Congo had plenty of experience with Chinese investors in the past, but much of the experience was negative. Chinese entrepreneurs had flooded into southern Congo during the commodity boom, setting up small smelters and processing plants that became notorious violators of environmental and labour laws. Many of the Chinese fled from Congo after the global financial crisis.
Now the Chinese are back, led by Minmetals and another big state-owned company, Jinchuan Group, which recently completed the $1.3-billion purchase of Metorex, a South African company with copper and cobalt mines in Congo and Zambia. A third major Chinese takeover is likely to be announced in the near future, according to officials in Katanga province, the main region in Congo’s Copper Belt.
After their headaches with polluting Chinese smelters in the past, Katanga’s political leaders were surprised to see Australians as the front men for Minmetals.
“The look on their faces when we walked in and they saw these WASPs. … They said, ‘Oh, I thought you were Chinese,’ ” Mr. Michelmore recalls. “It’s what makes us unique.”
He recognizes the scandals that were created by Chinese investors in Katanga in the past, and he’s determined to avoid them. “The Chinese government is acutely aware of the potential for embarrassment,” he said. “There’s no way they would want a state-owned enterprise to be involved in that.”
Despite their early missteps, it’s clear that the Chinese have strong political support in Congo these days. Moise Katumbi, the powerful governor of Katanga, recalls how he shut down dozens of small Chinese-owned processing plants that were violating labour and environmental laws – and he says the new Chinese investors are a lot better.
“They’re very aggressive in the market, and they’re looking for more resources,” Mr. Katumbi said in an interview. “I think it’s a good thing for the mining sector. They’re paying taxes, creating employment and increasing production. That’s what we need.”
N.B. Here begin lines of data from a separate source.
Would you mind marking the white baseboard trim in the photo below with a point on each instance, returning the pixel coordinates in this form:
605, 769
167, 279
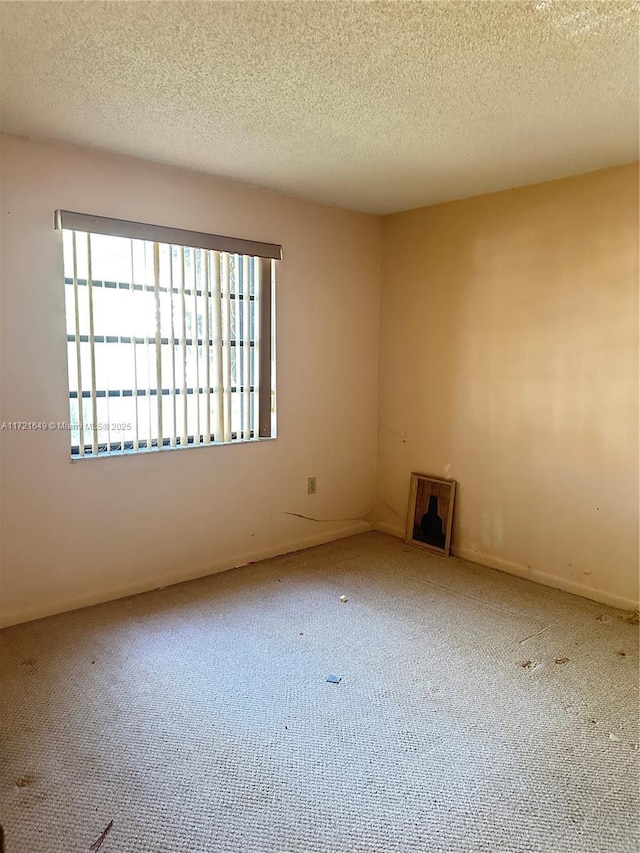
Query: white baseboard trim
544, 578
171, 578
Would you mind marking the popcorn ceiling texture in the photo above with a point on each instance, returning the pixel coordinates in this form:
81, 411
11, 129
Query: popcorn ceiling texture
374, 106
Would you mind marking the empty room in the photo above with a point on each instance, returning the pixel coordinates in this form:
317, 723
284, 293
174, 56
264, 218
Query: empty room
319, 426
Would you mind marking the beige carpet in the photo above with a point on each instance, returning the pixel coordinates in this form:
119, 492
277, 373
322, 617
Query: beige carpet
198, 718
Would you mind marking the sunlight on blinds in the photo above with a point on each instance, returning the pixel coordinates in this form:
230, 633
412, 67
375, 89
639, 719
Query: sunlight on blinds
163, 343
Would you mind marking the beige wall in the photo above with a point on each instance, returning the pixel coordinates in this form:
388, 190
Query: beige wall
76, 533
509, 362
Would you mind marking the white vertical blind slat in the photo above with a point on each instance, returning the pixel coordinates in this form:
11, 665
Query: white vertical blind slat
197, 432
78, 350
156, 287
216, 306
183, 344
174, 402
246, 349
136, 434
94, 400
206, 331
226, 345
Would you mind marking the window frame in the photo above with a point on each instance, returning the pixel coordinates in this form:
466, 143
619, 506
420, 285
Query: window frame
264, 256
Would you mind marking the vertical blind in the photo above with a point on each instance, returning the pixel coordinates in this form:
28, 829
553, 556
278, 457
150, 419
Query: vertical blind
169, 345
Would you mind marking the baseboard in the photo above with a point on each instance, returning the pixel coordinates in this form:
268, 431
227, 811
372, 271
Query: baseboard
171, 578
385, 527
520, 571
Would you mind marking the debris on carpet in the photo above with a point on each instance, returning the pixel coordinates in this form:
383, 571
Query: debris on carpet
97, 844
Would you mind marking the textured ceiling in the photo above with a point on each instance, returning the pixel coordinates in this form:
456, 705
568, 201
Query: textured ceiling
373, 106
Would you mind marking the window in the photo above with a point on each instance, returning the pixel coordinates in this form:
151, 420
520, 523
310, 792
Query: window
169, 336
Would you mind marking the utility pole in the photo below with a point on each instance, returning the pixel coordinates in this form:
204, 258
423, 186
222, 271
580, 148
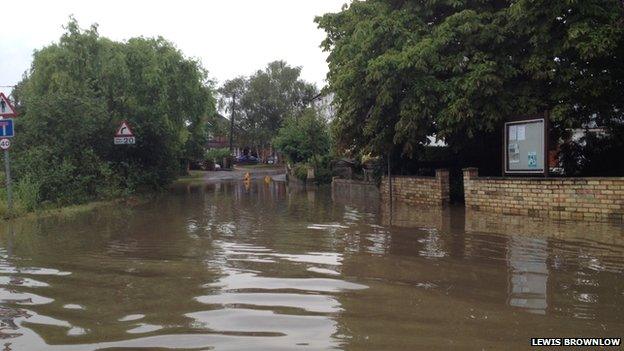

Chinese investors will soon be buying one of the biggest mines in Katanga, he said, but declined to identify it.
Katanga’s mining minister, Barthelemy Mumba Gama, said the Chinese businesses were “ignoring all the rules” when they first arrived in Congo. “They made a lot of mistakes. Now they realize that it’s better to consolidate and do things properly.”
From the Chinese perspective, Congo is still a risky place to invest. With military clashes persisting in eastern Congo and other regions, MMR would definitely not invest in some parts of the country, Mr. Michelmore said.
Congo’s crumbling infrastructure is another problem. MMR has already faced trouble in getting a reliable electricity supply for the former Anvil mine, forcing it to install temporary diesel generators for half of its capacity.
Yet Congo is underdeveloped, and it holds some of the world’s richest reserves of minerals – including about 5 per cent of the world’s copper and 35 per cent of its cobalt. And the mineral grades are high. “It’s better to get in there early,” Mr. Michelmore said.
Access to capital may be MMR’s biggest advantage. Beijing has already said that it will use its $3.3-trillion in foreign exchange reserves to help finance its acquisitions in international resource companies. While many Western lenders might be cautious about Congo, the country is a natural target for China.
“There are lots of Western companies that would like to invest there, but they can’t get the funding,” Mr. Michelmore said. “That’s the extra leverage we have.”
Another advantage for MMR is the Chinese government’s pledge of loans to help Congo rebuild. Beijing has promised to spend billions of dollars on roads, railways, power lines and other infrastructure projects in Congo – if Chinese mining companies can benefit.
The former Anvil mine will be key to the Chinese expansion. “It gives us a platform,” Mr. Michelmore said. “It enables us to have our people there, including local people. They will know where other opportunities are.”